I love that hairstyle, and I'd certainly like someone who had it. Especially those someones.


----------



## blue the puppy (Jul 23, 2011)

sure!


----------



## xxLambyxx (Aug 2, 2011)

Definitely, as long as it doesn't look too big for the person with the hair xD


----------



## letitrock (Jan 10, 2009)

those that you posted don't look that bad, but if you're talking about bowl haircuts essentially, then no, those are not attractive. I guess it just depends on the face structure of the person who's wearing it, but overall, it just seems like too much hair, it's like a mop of hair....


----------



## Nekomata (Feb 3, 2012)

Not especially... *thinks of Justin Bieber and shudders*
To me, they don't really look right. Just looks kinda... odd xD. But then that's just me I guess.


----------



## Catnap (Dec 5, 2011)

Oh yes, lol, for the longest time. There are so many musicians from the 60's who I thought looked cute with that style.
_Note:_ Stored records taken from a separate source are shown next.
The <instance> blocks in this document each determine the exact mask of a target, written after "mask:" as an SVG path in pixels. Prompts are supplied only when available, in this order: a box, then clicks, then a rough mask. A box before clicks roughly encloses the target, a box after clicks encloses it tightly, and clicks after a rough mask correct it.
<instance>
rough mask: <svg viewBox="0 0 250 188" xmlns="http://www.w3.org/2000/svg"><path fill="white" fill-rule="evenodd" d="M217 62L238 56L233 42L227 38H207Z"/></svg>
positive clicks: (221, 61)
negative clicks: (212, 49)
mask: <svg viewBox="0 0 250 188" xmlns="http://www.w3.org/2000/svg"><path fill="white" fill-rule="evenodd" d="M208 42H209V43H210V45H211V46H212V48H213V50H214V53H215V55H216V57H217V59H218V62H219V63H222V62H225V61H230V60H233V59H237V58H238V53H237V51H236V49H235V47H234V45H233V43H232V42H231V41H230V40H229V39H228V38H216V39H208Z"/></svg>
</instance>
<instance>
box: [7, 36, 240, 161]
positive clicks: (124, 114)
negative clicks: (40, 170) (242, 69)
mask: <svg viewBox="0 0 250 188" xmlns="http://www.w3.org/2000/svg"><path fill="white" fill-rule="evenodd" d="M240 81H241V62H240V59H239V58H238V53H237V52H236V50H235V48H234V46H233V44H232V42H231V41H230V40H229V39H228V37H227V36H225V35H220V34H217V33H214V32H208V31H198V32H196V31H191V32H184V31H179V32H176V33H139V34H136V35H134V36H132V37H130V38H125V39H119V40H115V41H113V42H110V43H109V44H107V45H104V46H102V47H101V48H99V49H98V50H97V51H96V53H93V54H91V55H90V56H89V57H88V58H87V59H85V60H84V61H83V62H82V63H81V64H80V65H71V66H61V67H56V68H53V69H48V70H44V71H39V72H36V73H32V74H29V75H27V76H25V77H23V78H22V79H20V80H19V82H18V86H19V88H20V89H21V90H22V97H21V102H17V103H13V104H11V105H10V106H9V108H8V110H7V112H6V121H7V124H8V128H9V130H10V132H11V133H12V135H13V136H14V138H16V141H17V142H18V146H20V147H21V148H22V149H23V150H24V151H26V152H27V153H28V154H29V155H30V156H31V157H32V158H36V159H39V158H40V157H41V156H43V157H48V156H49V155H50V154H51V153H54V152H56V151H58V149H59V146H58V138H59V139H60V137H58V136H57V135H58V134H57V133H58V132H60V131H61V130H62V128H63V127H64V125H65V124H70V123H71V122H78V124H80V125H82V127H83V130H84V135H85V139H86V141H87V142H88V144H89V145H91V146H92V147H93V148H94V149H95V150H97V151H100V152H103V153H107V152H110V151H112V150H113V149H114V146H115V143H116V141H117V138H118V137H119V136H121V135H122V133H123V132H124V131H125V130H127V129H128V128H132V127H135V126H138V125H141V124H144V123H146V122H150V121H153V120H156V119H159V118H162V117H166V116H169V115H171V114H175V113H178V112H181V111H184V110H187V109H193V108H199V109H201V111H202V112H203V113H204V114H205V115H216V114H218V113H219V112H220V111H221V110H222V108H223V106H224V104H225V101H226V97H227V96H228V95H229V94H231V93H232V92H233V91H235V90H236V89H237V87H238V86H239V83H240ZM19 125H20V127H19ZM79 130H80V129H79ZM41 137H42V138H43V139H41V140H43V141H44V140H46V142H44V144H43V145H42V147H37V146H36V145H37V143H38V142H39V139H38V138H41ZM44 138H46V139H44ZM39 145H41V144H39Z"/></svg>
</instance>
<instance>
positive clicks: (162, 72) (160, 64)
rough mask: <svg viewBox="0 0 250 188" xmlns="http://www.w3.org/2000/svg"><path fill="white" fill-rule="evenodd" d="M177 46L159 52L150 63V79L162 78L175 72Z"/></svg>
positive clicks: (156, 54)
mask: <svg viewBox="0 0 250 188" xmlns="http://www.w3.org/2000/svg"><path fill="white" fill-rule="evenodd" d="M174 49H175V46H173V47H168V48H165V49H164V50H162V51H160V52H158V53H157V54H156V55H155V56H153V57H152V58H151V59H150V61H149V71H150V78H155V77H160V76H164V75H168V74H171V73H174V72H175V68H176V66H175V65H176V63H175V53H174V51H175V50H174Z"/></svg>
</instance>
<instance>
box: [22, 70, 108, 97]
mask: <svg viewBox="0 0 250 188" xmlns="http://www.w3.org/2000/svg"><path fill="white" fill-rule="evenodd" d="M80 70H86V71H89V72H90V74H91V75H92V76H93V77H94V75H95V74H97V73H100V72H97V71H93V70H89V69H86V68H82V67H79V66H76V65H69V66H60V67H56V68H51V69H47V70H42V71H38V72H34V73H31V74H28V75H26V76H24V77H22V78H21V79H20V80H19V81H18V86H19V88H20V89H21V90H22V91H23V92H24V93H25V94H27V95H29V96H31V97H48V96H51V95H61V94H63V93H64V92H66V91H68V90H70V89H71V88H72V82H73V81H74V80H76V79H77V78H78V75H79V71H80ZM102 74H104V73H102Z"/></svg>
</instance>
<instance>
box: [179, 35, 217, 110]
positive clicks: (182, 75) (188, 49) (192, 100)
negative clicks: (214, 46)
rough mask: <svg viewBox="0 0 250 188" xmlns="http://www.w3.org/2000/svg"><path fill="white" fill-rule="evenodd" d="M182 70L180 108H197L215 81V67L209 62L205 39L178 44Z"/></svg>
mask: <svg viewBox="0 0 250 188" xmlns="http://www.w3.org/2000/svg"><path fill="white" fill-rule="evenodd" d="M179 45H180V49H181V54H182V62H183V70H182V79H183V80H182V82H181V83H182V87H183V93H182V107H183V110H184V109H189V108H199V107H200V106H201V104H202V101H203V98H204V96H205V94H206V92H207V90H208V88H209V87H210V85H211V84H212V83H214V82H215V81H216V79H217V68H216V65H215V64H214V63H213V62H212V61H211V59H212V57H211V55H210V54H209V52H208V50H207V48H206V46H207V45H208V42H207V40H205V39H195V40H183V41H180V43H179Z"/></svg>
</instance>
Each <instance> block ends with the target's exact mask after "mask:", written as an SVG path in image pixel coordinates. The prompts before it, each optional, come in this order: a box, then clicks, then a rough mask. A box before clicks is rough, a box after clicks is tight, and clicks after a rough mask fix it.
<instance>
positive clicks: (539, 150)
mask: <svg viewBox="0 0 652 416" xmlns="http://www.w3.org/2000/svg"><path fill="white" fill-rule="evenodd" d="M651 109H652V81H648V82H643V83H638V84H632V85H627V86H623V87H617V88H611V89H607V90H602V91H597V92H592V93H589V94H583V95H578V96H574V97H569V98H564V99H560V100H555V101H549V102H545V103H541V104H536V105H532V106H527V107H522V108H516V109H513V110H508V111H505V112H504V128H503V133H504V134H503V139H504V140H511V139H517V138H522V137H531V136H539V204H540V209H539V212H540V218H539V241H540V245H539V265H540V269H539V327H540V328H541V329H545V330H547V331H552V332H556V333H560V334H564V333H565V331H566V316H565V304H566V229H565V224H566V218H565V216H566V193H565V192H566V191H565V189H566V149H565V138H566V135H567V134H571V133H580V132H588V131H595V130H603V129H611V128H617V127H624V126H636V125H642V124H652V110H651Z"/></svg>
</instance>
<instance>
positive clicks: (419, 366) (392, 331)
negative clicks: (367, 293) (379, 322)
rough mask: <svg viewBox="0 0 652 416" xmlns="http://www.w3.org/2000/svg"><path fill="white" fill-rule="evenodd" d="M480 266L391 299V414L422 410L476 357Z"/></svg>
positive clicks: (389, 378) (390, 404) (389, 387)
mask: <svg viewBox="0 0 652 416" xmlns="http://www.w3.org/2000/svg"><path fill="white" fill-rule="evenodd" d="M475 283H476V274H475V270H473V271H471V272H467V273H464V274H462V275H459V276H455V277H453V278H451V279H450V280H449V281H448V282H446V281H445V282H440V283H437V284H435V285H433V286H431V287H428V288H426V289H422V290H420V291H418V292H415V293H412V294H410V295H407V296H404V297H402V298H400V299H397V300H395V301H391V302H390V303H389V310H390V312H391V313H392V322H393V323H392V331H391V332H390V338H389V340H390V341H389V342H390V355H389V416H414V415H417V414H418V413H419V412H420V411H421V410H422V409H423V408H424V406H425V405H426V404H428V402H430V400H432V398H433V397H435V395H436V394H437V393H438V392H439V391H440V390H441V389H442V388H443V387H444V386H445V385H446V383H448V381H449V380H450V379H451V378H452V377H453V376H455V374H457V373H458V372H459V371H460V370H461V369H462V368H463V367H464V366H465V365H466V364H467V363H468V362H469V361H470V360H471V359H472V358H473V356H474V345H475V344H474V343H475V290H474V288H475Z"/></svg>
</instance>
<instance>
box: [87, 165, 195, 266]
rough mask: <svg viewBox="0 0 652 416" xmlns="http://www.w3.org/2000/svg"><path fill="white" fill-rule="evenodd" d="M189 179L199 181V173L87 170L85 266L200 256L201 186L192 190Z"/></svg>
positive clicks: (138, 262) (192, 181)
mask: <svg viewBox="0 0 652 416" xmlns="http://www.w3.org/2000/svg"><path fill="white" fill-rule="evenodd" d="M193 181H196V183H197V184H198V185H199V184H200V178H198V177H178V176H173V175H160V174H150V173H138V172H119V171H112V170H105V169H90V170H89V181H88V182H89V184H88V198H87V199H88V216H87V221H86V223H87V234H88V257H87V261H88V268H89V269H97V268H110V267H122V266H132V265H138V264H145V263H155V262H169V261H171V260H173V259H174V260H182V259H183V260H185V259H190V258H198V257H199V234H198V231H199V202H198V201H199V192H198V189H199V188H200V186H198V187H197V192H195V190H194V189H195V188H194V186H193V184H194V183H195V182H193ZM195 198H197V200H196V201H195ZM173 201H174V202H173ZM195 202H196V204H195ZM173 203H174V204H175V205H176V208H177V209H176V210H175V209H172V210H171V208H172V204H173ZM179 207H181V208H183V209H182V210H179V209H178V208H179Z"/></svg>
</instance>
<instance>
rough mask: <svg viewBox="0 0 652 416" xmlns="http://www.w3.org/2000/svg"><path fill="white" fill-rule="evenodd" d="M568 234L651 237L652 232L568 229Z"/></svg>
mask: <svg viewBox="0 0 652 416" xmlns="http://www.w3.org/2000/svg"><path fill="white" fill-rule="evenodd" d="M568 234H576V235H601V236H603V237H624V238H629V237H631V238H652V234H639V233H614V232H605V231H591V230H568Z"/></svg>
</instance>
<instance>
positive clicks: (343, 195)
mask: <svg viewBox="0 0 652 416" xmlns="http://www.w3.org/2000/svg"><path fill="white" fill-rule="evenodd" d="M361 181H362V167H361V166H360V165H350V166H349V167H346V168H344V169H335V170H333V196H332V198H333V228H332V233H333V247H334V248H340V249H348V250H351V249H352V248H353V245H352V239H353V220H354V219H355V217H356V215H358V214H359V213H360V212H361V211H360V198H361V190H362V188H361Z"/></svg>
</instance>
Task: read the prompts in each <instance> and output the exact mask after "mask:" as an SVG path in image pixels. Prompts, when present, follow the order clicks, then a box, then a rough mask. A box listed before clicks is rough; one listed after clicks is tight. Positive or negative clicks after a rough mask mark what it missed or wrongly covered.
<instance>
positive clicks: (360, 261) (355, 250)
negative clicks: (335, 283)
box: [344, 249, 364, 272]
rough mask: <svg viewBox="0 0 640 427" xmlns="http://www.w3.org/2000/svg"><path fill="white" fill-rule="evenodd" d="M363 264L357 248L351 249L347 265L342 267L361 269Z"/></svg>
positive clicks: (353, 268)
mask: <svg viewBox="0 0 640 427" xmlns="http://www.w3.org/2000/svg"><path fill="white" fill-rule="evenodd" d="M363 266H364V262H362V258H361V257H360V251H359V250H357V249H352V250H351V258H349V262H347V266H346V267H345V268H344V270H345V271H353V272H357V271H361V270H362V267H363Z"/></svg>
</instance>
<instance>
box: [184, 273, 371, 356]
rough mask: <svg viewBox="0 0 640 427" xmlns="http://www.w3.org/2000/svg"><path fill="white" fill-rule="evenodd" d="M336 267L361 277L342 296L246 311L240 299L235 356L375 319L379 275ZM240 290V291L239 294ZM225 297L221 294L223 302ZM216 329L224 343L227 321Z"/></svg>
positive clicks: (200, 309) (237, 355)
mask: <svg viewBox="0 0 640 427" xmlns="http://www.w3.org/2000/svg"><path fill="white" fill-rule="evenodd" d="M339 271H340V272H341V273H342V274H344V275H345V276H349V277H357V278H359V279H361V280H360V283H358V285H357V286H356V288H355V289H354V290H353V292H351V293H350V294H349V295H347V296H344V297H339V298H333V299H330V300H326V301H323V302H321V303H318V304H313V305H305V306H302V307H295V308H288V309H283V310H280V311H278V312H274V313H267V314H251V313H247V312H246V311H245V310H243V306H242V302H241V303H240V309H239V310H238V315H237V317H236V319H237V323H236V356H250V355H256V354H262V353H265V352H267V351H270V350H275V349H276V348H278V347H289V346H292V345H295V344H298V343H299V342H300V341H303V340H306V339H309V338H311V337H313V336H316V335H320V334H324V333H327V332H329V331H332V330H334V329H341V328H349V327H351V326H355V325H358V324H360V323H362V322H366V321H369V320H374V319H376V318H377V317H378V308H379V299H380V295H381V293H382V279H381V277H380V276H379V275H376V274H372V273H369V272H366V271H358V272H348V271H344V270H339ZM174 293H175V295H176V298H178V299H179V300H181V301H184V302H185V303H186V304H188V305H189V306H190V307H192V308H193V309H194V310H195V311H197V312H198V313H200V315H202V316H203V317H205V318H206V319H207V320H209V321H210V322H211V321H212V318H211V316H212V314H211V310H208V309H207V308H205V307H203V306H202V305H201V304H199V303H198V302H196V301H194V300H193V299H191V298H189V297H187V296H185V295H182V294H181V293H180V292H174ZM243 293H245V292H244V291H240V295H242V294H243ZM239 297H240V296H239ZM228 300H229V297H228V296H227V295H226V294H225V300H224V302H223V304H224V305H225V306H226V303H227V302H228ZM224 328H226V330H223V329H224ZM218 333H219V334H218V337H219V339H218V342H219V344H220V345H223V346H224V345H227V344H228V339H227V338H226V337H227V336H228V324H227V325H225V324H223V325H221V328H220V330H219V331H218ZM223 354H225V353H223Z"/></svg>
I like it more when it's just naturally kind of shaggy looking though and not so much styled.


----------



## Double Indemnity (Aug 15, 2011)

:no:no:no:no:no:no:no:no:no


----------



## Who (Jul 29, 2010)

Not anymore :no
I automatically see Justin Bieber too.


----------



## Jinxx (May 10, 2011)

Yeah.


----------



## lyssado707 (Oct 29, 2004)

Sure. Always thought bangs looked good on guys.


----------